5. The grounding status determination device for a grounding stake according to claim 4, characterized in that, The conducting contacts include voltage conducting contacts carrying contact numbers and grounding conducting contacts. The contact code data acquisition module includes: The voltage contact count acquisition submodule is used to count the total number of voltage contacts of the voltage conducting contacts when the contacts of the code reading area in the grounding socket are in contact with the contacts of the encoding area in the grounding head.
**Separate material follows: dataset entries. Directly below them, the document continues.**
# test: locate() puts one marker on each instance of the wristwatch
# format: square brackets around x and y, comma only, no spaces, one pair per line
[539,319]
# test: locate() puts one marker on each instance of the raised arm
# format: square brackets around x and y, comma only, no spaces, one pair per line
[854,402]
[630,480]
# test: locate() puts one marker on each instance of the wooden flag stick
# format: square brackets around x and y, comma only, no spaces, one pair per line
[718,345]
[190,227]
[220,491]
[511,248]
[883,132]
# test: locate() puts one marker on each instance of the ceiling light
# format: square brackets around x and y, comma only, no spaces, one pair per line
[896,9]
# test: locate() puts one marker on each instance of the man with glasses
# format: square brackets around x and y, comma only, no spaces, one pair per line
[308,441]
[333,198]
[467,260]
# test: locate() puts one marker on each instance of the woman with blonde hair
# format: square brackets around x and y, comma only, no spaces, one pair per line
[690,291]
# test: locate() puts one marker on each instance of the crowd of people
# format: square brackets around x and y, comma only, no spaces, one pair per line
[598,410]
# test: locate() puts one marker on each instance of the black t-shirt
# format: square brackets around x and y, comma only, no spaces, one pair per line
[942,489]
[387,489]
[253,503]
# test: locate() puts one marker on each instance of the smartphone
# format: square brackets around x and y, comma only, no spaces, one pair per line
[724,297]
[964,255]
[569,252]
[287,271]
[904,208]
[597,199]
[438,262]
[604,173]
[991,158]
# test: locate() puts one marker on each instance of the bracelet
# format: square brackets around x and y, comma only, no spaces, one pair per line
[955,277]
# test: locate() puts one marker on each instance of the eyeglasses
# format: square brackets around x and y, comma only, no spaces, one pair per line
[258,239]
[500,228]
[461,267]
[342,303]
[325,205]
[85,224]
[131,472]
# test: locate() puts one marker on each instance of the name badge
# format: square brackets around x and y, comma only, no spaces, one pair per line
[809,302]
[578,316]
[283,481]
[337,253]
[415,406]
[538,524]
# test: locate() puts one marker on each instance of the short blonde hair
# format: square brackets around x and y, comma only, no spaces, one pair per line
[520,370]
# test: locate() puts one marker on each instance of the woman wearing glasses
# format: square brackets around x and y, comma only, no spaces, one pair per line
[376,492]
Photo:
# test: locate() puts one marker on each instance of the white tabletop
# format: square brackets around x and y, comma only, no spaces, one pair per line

The grounding wire contact total count acquisition submodule is used to count the total number of grounding wire contacts of the grounding wire conducting contacts; A voltage contact coding data construction submodule is used to construct voltage contact coding data using the total number of voltage contacts and the voltage contact number associated with the voltage conducting contact; A grounding wire contact coding data construction submodule is used to construct grounding wire contact coding data using the total number of grounding wire contacts and the grounding wire number associated with the grounding wire conducting contacts; The contact coding data construction submodule is used to construct contact coding data using the voltage contact coding data and the grounding wire contact coding data.

6. The grounding status determination device for a grounding stake according to claim 4, characterized in that, Also includes: The second data processing module is used to determine that the grounding status of the grounding pile to be judged is abnormal and output a warning signal when the target voltage level is inconsistent with the standard voltage level or the conducting contact is not present.

7. An electronic device, characterized in that, It includes a memory and a processor, wherein the memory stores a computer program, and when the computer program is executed by the processor, the processor performs the steps of the grounding status determination method for grounding piles as described in any one of claims 1-3.

8. A computer-readable storage medium having a computer program stored thereon, characterized in that, When the computer program is executed, it implements the grounding status determination method for grounding piles as described in any one of claims 1-3.